If you were really worried about the vessel falling into enemy hands, OK, I can see that. But the Nostromo is commercial. So you would have to be concerned with your cargo falling into enemy (competitor) hands. But the risk of an accidental self-destruct--although minimized by the multiple steps needed to blow the ship up, admittedly--would mitigate against such a step for merely pecuniary reasons.
It's not like the Nostromo was state of the art, or a ship of the line . . . it would be like every Metro bus having a self-destruct system.
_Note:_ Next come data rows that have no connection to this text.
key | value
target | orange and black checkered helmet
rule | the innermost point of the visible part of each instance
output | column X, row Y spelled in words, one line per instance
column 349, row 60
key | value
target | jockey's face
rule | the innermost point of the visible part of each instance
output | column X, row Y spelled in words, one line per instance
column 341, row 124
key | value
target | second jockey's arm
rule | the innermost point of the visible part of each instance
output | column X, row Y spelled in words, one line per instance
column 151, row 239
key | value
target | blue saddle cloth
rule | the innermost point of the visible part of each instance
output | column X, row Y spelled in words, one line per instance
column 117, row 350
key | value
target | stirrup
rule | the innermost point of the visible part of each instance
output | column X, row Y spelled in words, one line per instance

Or every freight train.
I know, I know . . . it's a plot device.
2 Comments:
According the Economist this past week, a self destruct device should actually be illegal, since space debris never degrades . . . .
Number Three, are you a dad now? How did I miss that? Bee is adorable.
This is a great question; and it is not even a necessary plot device. She could have done basically exactly what she did under the pretense of 'overloading the engines' or some such nonsense.
I will have to think about this. I think there is some credence to the thought that the Nostromo is more a military vessel than a commercial one in an essentially anarchistic wild-west economy.